The value metrics below are built using enterprise value. All tests were run with the following setup:
- No OTC stocks or ADRs.
- No stocks trading below $1/share.
- No low-volume stocks.
- Market cap greater than $50 million.
- Deciles are equal-weighted, as is the Universe.
- Benchmarked against the Russel 3000 total return index (It’s cap-weighted. The universe of qualifying stocks is included for a better comparison).
- Stocks are bought on January 1st of each year, held for one year, then sold. Rolling backtests are done at four-week intervals with a similar one-year holding period.
- Metrics are based on trailing twelve months (TTM) unless indicated.
- Data are from 2000 to 2020, sourced from Portfolio123.
For the metrics below, higher is cheaper. Lower is more expensive. Each follows a similar pattern where the cheapest decile handily outperforms the most expensive decile.
That said, in only one instance the cheapest decile was the best performing decile. The likely reason is that some of the cheapest stocks deserve to be cheap and drag down the performance. So if you’re hunting for the cheapest stocks, take extra steps to eliminate the deservedly cheap to improve performance. The alternate approach is to remove the most expensive stocks and invest in the rest.
Click the tables below for easier reading.
The argument goes that EV/Sales is a better measure than Price/Sales because both sales and EV take debt and equity into consideration. That said, the performance of the two ratios is fairly similar. Cheap outperforms expensive and the universe. Though, EV/Sales has a slight edge over Price/Sales in the cheapest decile.
Gross profit is earnings minus the cost of goods sold. It measures a company’s ability to produce things efficiently. The cheapest GP/EV companies perform best. More telling is that the most expensive (the lowest) GP/EV companies are net losers, on average.
EBIT is earnings before interest and taxes. The theory with EBIT/EV is that it’s easier to compare companies after being normalized for interest and taxes. Not everyone agrees, obviously, but the pattern still holds. Cheap outperforms expensive again.

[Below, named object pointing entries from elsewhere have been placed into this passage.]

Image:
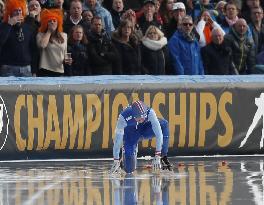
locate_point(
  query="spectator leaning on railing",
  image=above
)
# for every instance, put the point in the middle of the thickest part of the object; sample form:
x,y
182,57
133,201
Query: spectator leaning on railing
x,y
17,41
242,46
52,43
185,50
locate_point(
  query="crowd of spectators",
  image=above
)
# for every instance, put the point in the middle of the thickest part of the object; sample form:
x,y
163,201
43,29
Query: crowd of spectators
x,y
131,37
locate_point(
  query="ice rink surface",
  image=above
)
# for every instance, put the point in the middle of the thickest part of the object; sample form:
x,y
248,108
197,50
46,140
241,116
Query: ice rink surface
x,y
194,181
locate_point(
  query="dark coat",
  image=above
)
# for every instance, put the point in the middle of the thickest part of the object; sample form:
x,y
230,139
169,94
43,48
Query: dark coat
x,y
243,51
81,63
103,54
14,50
217,60
143,24
130,55
116,17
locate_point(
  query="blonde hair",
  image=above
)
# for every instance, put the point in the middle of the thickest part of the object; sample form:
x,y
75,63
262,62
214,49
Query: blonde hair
x,y
156,29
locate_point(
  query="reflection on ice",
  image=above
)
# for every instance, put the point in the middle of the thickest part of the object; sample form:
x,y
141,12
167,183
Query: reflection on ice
x,y
192,182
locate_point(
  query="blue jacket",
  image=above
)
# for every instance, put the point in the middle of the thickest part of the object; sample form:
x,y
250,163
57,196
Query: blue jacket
x,y
126,120
185,55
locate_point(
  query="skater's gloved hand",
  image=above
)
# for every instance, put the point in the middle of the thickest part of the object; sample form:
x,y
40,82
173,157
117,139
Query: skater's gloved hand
x,y
156,165
115,167
156,184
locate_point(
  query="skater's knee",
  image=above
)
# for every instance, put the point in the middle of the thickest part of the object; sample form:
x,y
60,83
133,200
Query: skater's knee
x,y
129,163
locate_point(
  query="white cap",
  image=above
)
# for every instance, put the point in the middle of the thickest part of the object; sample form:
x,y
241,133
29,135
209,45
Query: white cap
x,y
178,5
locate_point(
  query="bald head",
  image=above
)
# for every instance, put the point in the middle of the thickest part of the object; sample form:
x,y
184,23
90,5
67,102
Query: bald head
x,y
241,26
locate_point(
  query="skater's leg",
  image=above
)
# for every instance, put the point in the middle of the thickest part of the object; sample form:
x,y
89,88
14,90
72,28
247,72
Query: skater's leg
x,y
131,137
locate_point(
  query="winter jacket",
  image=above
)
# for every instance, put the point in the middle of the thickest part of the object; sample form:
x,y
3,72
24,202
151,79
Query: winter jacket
x,y
104,14
185,55
217,60
154,56
103,54
81,62
116,17
14,49
243,51
130,55
67,25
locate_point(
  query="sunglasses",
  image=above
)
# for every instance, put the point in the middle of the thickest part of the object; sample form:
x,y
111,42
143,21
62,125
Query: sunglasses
x,y
187,24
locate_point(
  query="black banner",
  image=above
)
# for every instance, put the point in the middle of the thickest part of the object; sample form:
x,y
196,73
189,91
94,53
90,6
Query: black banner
x,y
78,120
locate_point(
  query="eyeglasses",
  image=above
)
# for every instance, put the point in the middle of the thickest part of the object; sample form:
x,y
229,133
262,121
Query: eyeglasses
x,y
152,33
187,24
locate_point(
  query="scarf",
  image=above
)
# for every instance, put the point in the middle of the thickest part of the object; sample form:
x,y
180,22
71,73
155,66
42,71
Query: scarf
x,y
154,45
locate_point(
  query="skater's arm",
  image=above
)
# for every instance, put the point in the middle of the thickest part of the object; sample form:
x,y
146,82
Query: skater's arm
x,y
156,129
119,132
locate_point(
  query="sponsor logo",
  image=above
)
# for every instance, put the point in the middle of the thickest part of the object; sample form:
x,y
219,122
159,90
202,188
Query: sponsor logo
x,y
258,115
4,123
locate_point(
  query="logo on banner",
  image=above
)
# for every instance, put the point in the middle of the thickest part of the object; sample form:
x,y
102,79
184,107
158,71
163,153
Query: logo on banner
x,y
258,115
4,122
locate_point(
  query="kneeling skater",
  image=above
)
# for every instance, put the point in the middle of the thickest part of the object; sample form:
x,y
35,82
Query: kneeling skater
x,y
135,123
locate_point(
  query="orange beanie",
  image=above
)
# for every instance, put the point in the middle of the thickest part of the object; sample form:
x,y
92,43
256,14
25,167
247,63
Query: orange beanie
x,y
12,5
49,14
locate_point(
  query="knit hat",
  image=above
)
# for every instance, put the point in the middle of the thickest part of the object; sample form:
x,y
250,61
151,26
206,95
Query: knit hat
x,y
139,109
50,14
11,6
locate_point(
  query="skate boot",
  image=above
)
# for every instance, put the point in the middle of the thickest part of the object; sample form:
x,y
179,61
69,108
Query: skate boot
x,y
165,164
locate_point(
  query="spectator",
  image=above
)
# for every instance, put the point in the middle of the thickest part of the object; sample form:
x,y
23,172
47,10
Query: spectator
x,y
2,6
87,17
246,9
131,16
154,51
33,18
242,47
77,47
178,13
95,7
128,48
204,28
58,4
52,43
220,8
185,50
257,28
166,10
117,11
201,6
75,17
63,5
148,18
17,41
231,17
103,54
217,56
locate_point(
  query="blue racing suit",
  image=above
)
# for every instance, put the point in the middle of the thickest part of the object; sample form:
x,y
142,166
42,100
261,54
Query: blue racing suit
x,y
129,132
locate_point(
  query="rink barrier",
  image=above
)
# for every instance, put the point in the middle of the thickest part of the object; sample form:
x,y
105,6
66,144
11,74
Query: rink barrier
x,y
75,117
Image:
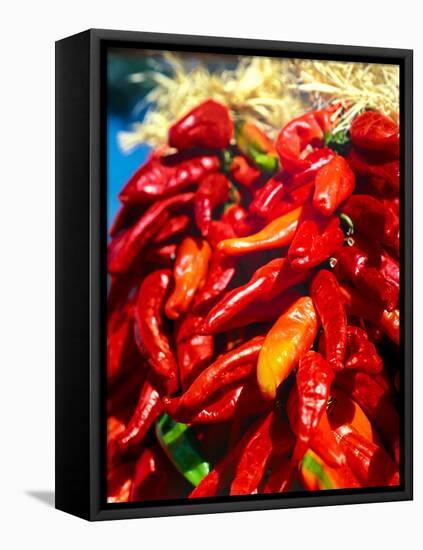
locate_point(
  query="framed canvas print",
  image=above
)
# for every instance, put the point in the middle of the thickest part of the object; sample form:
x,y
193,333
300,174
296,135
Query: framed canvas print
x,y
233,274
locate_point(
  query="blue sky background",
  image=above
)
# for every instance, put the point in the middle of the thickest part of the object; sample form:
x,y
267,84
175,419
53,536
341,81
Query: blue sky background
x,y
120,165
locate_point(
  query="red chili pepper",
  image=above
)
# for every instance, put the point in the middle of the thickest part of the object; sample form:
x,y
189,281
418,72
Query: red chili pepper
x,y
152,340
327,299
269,196
376,402
323,443
131,243
228,369
252,462
368,461
334,183
177,225
221,269
120,341
383,175
194,350
315,240
268,282
162,176
212,191
361,353
314,379
147,410
375,132
308,129
244,172
208,126
238,218
387,321
352,264
278,233
190,271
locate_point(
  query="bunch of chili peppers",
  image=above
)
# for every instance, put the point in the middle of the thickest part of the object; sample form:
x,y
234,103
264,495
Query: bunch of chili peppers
x,y
253,310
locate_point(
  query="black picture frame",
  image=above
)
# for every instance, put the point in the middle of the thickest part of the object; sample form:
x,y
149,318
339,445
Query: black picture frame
x,y
81,281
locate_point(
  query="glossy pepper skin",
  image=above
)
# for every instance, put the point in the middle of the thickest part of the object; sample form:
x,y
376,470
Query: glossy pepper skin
x,y
152,339
256,145
327,299
286,343
129,245
314,379
147,410
194,350
266,284
308,129
334,183
352,264
376,132
251,466
228,369
314,242
166,175
207,126
387,321
277,233
221,269
189,273
212,191
323,442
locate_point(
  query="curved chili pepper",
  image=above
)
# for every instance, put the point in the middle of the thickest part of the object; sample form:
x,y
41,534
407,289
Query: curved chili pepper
x,y
314,379
387,321
314,242
237,217
334,183
207,126
361,353
131,243
252,462
152,340
194,350
177,225
256,145
376,132
317,475
162,176
268,282
383,176
269,196
244,172
352,264
212,191
285,344
221,270
228,369
190,271
323,442
277,234
376,403
308,129
326,296
369,462
147,410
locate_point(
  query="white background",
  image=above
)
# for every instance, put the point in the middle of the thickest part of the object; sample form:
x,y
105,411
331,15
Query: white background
x,y
28,32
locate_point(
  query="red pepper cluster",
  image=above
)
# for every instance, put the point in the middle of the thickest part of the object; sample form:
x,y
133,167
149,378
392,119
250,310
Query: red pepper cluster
x,y
253,311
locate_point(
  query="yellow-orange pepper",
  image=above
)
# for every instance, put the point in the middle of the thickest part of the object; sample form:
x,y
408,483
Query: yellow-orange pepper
x,y
286,342
190,270
279,232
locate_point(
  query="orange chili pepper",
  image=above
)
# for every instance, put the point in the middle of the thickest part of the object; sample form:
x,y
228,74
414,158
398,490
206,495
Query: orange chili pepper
x,y
279,232
286,342
190,270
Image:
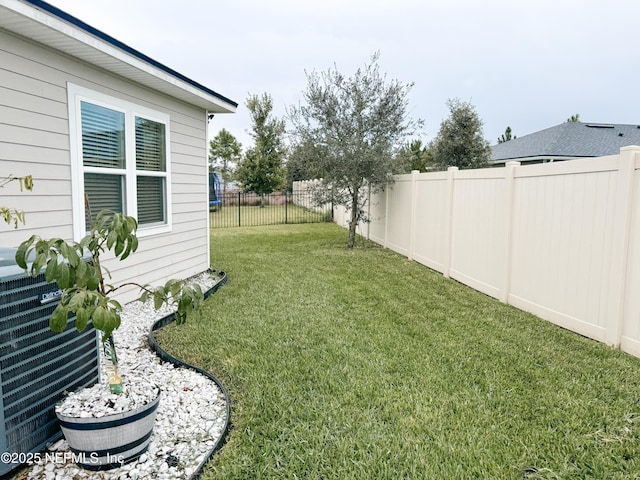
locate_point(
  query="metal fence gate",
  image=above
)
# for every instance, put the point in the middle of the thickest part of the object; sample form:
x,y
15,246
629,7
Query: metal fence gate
x,y
239,209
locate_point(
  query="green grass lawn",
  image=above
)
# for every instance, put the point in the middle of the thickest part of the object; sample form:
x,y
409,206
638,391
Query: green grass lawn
x,y
363,365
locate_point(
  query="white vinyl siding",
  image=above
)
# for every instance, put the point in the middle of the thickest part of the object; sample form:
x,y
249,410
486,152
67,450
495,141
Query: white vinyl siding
x,y
35,139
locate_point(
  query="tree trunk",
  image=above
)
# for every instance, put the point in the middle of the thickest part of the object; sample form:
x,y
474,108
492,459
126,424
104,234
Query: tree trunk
x,y
354,219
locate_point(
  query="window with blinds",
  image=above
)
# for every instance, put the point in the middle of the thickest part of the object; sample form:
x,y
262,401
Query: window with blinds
x,y
124,161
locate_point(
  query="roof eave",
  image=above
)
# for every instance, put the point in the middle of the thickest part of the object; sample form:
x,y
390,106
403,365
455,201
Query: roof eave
x,y
43,23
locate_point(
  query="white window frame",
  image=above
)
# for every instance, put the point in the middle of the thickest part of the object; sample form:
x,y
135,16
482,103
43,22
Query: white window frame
x,y
78,94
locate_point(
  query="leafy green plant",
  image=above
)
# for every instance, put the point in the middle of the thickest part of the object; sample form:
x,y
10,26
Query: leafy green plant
x,y
11,215
77,269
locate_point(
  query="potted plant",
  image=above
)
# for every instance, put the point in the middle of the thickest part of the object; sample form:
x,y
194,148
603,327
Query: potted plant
x,y
102,440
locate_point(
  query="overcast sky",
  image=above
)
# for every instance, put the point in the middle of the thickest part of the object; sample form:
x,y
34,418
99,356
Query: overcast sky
x,y
525,64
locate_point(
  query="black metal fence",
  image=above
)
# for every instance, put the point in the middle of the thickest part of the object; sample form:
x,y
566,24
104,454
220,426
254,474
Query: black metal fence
x,y
239,209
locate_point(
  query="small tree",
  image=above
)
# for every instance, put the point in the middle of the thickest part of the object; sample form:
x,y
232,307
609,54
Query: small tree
x,y
224,154
11,215
351,130
301,165
460,142
506,136
261,170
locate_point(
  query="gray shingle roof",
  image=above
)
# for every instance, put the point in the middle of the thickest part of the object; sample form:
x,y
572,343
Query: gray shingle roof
x,y
569,139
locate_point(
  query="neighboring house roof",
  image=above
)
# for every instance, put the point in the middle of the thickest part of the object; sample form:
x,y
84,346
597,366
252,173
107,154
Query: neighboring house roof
x,y
51,26
566,141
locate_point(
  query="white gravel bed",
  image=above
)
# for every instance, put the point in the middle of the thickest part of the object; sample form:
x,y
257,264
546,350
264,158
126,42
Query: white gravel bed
x,y
190,418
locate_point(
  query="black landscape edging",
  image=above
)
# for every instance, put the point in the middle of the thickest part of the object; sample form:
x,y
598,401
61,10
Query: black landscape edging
x,y
166,357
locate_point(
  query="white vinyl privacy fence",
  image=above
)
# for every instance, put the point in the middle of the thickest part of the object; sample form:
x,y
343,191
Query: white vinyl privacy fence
x,y
560,240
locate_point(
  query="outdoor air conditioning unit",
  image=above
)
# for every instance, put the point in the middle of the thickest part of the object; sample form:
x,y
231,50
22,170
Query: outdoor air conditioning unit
x,y
37,365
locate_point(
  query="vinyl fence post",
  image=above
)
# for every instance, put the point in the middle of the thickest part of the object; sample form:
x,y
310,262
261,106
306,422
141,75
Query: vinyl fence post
x,y
414,208
448,235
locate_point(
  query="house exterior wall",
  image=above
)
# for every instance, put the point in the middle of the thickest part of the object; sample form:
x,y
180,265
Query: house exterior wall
x,y
34,139
560,240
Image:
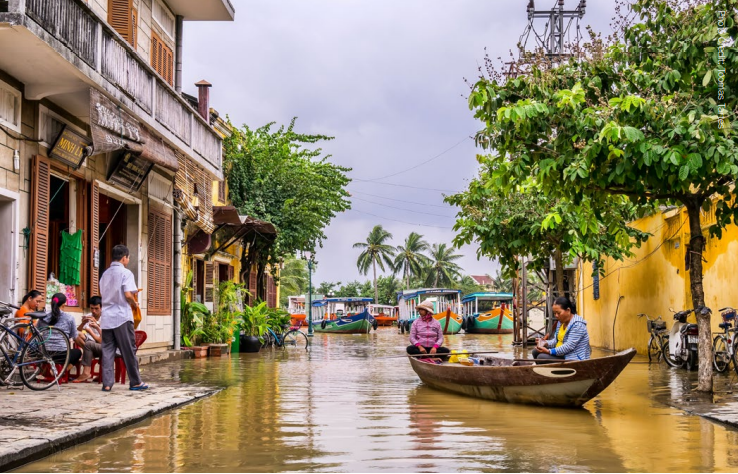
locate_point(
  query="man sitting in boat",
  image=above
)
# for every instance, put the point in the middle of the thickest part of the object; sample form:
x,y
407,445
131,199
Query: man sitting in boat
x,y
571,339
426,334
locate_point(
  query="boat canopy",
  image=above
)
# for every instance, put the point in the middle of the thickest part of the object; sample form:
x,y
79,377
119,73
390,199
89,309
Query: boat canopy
x,y
487,296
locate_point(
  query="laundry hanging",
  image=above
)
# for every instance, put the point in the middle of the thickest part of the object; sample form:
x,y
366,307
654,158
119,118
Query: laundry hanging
x,y
70,258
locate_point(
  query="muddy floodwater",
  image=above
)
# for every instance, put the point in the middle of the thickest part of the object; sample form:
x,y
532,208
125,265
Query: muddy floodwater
x,y
348,405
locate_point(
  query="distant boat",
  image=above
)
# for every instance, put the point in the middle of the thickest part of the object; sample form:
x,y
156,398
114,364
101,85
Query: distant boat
x,y
488,313
569,383
446,304
343,316
386,315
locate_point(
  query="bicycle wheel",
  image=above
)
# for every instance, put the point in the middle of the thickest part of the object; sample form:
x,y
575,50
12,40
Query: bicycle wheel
x,y
653,348
37,368
720,355
295,339
11,347
670,360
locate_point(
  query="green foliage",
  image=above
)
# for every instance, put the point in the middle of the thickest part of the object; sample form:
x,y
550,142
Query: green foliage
x,y
442,271
410,260
254,320
276,176
643,118
376,251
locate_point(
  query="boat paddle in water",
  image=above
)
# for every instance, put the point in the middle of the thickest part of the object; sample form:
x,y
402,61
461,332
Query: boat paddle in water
x,y
570,383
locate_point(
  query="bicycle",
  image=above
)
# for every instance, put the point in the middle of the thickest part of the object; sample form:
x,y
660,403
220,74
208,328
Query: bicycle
x,y
290,336
724,346
27,354
657,329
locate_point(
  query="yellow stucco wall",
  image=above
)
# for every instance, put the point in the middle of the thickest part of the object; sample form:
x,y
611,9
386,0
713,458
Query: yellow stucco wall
x,y
655,280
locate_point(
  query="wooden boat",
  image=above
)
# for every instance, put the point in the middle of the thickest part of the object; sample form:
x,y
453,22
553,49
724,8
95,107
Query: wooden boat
x,y
385,315
446,304
559,384
488,313
343,316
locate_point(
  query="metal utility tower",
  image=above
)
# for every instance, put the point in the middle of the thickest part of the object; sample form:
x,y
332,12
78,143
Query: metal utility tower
x,y
557,32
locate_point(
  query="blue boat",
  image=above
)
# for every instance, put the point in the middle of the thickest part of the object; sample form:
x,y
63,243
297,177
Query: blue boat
x,y
343,316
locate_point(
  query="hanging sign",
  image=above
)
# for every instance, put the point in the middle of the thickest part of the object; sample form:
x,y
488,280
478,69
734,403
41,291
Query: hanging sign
x,y
69,148
130,171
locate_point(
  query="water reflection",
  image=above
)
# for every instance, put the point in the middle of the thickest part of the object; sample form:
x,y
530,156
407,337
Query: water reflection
x,y
348,406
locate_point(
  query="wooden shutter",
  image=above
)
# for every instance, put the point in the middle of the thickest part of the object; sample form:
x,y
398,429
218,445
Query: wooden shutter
x,y
134,28
94,234
39,250
120,18
160,263
162,58
209,281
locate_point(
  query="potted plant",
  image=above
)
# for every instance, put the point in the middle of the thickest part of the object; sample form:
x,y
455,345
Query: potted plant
x,y
254,325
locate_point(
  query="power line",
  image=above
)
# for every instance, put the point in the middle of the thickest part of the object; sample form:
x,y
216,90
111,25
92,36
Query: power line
x,y
424,162
402,208
403,222
444,206
403,185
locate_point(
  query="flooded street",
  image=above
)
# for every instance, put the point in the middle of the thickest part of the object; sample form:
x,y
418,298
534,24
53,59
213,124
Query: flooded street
x,y
349,405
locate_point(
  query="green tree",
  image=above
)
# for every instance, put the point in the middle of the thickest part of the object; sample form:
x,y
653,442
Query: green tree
x,y
376,251
293,279
410,259
280,177
650,117
442,269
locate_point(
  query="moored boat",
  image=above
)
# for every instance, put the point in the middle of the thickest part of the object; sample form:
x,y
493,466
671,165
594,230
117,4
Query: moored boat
x,y
558,384
488,313
386,315
343,316
446,308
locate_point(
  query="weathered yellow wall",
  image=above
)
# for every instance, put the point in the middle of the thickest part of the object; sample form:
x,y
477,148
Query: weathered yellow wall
x,y
655,280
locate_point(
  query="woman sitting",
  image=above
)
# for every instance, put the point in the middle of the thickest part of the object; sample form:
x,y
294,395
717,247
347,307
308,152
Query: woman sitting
x,y
571,339
426,335
56,345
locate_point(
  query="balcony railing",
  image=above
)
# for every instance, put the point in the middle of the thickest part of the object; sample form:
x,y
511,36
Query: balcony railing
x,y
77,27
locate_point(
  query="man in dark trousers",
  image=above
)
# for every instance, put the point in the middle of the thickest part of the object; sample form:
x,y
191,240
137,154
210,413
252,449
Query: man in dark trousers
x,y
118,287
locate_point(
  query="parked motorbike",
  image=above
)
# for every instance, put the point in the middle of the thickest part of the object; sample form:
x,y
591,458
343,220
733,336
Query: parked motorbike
x,y
681,348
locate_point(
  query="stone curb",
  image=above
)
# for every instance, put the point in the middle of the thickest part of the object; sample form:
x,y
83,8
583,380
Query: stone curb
x,y
33,448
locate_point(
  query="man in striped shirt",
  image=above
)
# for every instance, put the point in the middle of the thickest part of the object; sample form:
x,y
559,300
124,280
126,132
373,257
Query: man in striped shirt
x,y
426,334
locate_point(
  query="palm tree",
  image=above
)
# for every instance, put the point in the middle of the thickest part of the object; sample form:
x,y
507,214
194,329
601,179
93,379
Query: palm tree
x,y
409,260
376,252
442,270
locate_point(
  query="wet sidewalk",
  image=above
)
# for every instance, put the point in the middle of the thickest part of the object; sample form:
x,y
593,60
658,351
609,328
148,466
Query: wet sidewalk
x,y
36,424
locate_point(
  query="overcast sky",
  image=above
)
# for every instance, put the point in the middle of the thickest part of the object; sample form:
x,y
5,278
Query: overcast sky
x,y
386,78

EBITDA takes EBIT a step further with earnings before interest, taxes, depreciation, and amortization. EBITDA has its critics too, and rightly so. Taking earnings before everything can make the most unprofitable company look great. In other words, it’s easy to manipulate.
But the pattern of outperformance still stands. The cheapest outperforms the most expensive. That said, there is a notable dropoff in performance from the second cheapest to the cheapest decile.
Operating earnings to EV was written up in the book The Acquirer’s Multiple (also goes by the same name). Operating earnings start with revenue, then subtracts the cost of goods sold, general and admin costs, depreciation, and amortization. This avoids one-off extraordinary items or expenses that can inflate/deflate earnings.
It’s one of the better-performing metrics. Again, cheap beats expensive but with the most expensive stocks being net losers, on average.
Operating Cash Flow/EV
Operating cash flow is the money made from everyday business operations. The cheapest OCF/EV stocks beat the most expensive but the second-cheapest decile performs even better.
Operating Cash Flow incl. R&D/EV
The metric adds R&D expense back to operating cash flow. R&D allows companies to compete and grow. So the theory is that R&D is a net benefit to the existence of most companies. But its performance might be skewed by the fact that R&D tends to be more prevalent in certain industries.
Like the OCF/EV, cheap outperforms expensive. More importantly, the drop between the first and second-cheapest decile is gone.
Free Cash Flow/EV
Free cash flow is the money available after a company pays its expenses (operating cash flow minus CapEx). So more is better. It’s “free cash” for management to play with, pay dividends, or buy back stock. And once again, the cheapest FCF/EV stocks outperform the most expensive.
Net Free Cash Flow/EV
Net free cash flow accounts for dividends paid to shareholders. The difference between FCF/EV and Net FCF/EV is minimal.